Membership in the League of the Pimpernel is not de facto.  On the contrary, it is a practice like any other undertaking; it is like BI. This brings me back once more to my initial ponder about the VSSs.  Why are the VSSs so good at it and what can we learn from them to improve our own resistance to fear impedance?  I actively follow some of the people alive in the world today whom I consider to be members of the VSS Club.  I have also read about many that are no longer with us.  I have extrapolated the following set of practices that these folks clearly make a part of their lives in varying proportions.  These are now my personal challenges.

  • I will think about something every day that connects people and their ideas with other people and their ideas and then act on it.
  • I will volunteer in my church, school, or community – somewhere that will change me as well as others.
  • I will make it a point to engage regularly with people with whom I disagree.
  • I will do something each week that takes me out of my comfort zone.

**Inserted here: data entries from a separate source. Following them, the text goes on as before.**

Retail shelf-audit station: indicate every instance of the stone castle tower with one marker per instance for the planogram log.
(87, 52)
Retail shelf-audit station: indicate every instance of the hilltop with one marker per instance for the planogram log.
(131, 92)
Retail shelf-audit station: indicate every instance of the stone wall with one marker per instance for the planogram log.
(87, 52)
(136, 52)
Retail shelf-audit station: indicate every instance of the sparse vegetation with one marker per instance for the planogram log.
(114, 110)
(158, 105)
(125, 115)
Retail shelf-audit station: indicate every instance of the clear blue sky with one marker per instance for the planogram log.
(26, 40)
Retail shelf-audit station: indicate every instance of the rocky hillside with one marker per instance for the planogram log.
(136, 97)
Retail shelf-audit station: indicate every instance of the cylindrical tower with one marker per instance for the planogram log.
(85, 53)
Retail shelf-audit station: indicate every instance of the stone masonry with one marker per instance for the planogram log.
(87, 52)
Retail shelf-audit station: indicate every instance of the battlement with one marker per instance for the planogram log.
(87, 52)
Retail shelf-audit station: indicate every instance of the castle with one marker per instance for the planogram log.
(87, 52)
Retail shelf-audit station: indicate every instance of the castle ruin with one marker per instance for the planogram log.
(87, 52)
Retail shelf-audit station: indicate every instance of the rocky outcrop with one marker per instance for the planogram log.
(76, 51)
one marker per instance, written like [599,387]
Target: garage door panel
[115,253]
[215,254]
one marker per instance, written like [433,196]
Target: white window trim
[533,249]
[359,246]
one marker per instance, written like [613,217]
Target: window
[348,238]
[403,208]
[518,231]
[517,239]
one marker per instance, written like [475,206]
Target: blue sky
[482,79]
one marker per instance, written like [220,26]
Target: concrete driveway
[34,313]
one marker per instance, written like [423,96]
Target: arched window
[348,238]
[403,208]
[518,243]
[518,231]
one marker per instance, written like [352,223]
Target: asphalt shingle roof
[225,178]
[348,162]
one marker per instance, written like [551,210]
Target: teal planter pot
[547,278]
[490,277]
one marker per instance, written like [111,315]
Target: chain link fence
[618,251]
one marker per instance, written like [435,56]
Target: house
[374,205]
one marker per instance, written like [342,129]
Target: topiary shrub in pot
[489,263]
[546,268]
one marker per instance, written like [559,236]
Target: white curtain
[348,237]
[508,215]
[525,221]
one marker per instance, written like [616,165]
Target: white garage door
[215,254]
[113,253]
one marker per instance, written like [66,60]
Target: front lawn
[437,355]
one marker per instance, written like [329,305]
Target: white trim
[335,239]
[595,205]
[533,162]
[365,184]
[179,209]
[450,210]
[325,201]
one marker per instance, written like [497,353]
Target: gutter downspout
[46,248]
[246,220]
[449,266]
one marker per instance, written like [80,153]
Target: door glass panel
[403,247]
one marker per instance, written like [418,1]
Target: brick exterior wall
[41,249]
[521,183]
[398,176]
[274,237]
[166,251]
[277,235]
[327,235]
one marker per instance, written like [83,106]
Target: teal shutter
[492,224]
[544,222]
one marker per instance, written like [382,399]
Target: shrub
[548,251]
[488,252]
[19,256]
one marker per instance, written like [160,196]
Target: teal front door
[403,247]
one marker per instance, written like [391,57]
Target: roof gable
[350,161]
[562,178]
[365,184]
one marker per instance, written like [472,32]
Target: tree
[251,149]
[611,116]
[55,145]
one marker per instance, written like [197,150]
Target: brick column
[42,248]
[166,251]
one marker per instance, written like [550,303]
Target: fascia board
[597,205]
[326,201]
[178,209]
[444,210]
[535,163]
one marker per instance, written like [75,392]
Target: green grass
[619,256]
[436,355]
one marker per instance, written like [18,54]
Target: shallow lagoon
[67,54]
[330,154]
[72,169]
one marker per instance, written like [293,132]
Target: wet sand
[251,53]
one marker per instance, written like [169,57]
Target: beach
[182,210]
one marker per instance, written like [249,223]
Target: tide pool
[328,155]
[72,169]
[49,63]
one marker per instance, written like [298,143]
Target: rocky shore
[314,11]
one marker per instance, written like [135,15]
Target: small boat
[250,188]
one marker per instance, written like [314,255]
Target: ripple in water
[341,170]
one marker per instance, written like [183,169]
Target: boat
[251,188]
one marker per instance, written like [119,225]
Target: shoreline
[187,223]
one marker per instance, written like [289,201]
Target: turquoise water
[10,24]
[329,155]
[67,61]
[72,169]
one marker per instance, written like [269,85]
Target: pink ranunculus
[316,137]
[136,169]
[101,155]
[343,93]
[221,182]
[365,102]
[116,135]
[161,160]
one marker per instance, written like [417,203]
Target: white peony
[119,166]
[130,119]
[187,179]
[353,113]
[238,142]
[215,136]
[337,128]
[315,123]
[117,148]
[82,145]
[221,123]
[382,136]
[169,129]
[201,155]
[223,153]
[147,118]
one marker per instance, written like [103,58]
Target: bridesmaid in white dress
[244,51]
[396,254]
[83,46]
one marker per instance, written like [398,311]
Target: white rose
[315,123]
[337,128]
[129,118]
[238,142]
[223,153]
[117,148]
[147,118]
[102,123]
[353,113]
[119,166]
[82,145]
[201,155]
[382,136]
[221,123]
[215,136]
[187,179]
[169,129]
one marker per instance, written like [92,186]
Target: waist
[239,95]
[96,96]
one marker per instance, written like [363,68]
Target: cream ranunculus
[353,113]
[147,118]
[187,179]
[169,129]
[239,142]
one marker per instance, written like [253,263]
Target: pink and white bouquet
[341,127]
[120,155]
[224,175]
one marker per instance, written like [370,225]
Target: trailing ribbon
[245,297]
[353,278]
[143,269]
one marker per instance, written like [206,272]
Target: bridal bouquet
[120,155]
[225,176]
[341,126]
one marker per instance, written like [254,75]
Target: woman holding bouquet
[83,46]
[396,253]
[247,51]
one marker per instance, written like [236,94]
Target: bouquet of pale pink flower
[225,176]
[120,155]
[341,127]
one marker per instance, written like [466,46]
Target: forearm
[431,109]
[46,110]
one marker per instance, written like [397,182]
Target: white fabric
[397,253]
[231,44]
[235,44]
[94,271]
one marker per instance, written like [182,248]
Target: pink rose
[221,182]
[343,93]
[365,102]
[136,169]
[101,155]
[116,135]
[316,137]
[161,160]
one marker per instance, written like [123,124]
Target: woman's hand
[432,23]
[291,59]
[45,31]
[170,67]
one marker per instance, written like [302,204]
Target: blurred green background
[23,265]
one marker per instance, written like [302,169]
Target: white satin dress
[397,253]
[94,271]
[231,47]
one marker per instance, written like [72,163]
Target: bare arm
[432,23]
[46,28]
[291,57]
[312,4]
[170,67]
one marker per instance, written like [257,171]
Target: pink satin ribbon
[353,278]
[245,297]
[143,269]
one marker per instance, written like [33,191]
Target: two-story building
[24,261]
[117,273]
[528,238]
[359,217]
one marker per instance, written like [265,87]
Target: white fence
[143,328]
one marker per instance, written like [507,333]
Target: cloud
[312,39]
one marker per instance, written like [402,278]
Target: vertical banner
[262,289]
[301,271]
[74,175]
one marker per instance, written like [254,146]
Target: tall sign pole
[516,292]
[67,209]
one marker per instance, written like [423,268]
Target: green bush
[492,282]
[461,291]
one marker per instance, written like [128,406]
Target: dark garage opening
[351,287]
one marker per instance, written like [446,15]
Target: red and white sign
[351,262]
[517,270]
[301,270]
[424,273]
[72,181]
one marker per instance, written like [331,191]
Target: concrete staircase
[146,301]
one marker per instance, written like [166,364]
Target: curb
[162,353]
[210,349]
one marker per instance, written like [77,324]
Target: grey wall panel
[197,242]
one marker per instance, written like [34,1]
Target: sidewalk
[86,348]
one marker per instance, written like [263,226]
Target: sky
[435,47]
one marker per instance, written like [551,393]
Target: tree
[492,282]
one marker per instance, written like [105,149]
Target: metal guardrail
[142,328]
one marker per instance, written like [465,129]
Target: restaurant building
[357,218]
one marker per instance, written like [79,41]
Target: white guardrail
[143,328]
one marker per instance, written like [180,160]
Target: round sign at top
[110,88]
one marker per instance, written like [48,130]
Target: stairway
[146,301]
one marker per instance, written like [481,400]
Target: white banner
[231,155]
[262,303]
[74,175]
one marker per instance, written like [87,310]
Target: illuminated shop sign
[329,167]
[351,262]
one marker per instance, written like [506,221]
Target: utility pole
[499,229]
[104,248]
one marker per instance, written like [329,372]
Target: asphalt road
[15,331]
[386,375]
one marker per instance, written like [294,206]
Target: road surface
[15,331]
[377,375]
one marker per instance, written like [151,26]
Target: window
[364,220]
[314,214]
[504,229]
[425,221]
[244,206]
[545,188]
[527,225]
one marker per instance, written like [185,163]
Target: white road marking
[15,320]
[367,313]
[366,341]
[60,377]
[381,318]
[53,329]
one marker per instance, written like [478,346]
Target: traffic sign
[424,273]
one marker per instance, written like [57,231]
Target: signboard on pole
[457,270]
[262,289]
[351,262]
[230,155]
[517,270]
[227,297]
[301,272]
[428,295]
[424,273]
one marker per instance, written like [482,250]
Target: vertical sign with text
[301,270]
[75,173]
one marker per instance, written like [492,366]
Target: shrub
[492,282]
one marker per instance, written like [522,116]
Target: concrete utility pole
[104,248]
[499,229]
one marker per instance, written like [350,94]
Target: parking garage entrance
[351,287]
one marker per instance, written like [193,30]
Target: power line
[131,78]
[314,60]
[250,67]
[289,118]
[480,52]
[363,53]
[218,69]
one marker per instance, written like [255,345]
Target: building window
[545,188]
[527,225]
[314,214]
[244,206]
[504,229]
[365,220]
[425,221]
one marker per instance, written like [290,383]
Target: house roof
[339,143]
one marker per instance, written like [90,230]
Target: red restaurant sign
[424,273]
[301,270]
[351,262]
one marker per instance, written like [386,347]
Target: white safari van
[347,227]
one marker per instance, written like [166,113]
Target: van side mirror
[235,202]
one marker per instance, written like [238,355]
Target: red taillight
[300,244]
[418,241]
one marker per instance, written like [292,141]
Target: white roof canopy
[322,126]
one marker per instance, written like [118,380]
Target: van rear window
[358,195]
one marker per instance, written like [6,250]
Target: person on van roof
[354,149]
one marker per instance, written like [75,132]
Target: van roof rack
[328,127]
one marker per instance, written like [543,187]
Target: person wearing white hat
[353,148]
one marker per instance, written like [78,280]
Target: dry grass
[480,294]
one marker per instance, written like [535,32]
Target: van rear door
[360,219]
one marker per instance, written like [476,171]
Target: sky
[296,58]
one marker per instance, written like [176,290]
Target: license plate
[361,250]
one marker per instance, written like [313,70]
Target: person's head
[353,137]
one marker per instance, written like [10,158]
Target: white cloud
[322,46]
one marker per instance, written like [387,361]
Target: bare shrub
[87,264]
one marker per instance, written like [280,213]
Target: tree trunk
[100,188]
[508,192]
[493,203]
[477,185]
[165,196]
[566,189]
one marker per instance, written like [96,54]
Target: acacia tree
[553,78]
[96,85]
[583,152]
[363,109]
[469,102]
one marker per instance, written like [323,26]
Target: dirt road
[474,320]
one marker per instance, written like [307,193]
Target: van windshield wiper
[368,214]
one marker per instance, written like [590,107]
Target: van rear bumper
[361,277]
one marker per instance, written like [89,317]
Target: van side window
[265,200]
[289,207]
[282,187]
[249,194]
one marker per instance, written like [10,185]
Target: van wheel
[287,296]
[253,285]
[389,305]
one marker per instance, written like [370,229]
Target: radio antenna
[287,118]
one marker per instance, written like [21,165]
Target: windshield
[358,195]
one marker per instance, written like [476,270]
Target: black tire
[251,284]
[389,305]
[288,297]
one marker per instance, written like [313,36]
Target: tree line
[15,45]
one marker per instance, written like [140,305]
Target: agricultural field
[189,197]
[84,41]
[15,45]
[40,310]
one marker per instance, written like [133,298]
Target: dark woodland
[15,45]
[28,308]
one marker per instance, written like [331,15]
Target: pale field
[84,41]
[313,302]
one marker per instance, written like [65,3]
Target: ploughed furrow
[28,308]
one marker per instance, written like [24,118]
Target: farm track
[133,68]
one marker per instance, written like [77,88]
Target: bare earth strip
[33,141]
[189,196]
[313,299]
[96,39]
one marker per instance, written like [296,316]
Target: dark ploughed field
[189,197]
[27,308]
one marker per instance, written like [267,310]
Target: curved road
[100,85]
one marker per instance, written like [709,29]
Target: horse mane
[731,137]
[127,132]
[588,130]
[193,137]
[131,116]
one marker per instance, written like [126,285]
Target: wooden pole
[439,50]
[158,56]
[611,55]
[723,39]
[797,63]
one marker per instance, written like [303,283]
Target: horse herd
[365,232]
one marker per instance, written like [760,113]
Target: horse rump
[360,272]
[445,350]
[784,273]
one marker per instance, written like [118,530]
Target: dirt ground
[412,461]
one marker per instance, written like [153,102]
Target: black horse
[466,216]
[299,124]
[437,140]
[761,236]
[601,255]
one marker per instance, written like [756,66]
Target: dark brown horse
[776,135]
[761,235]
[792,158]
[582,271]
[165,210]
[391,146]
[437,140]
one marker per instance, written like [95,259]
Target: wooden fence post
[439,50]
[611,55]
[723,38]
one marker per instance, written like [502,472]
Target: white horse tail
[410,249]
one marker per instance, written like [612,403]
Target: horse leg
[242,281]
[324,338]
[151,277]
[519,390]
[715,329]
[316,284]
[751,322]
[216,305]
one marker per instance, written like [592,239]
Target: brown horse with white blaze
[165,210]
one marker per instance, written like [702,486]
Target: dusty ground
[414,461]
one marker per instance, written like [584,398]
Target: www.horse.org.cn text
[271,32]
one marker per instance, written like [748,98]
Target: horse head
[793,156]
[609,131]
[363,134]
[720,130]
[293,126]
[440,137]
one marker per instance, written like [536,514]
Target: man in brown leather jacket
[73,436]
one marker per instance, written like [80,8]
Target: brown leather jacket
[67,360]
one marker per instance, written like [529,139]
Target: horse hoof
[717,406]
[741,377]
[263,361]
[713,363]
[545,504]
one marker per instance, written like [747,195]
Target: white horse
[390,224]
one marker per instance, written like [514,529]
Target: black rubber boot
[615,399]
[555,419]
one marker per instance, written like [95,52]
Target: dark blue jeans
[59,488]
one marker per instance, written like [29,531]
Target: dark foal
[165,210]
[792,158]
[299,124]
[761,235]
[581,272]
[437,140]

At the end of the day, the important thing to remember is that the only thing that separates the members of the VSS Club from those of us in the League of the Pimpernel is the scope of change for which we are recognized individually.  Membership in the VSS Club is reserved for those responsible for epic change.  The League is for those of us who make incremental changes and improvements at work, at home, and in our communities every day.  The effect of the League is as great as that of the Club even though it is measured as the aggregated effect of countless smaller changes.

So leave the cows behind and join the League of the Pimpernel. It is up to each of us to make a difference somewhere.  Improve that process.  Revolutionize that product.  Create that new opportunity that could, in turn, generate new jobs.  Share those skills with colleagues and neighbors. Connect the dots.  Engage, give, and do.  Abandon the status quo and become an evangelist for change.

In what other practices can we engage in order to embrace change?  How has change improved your life?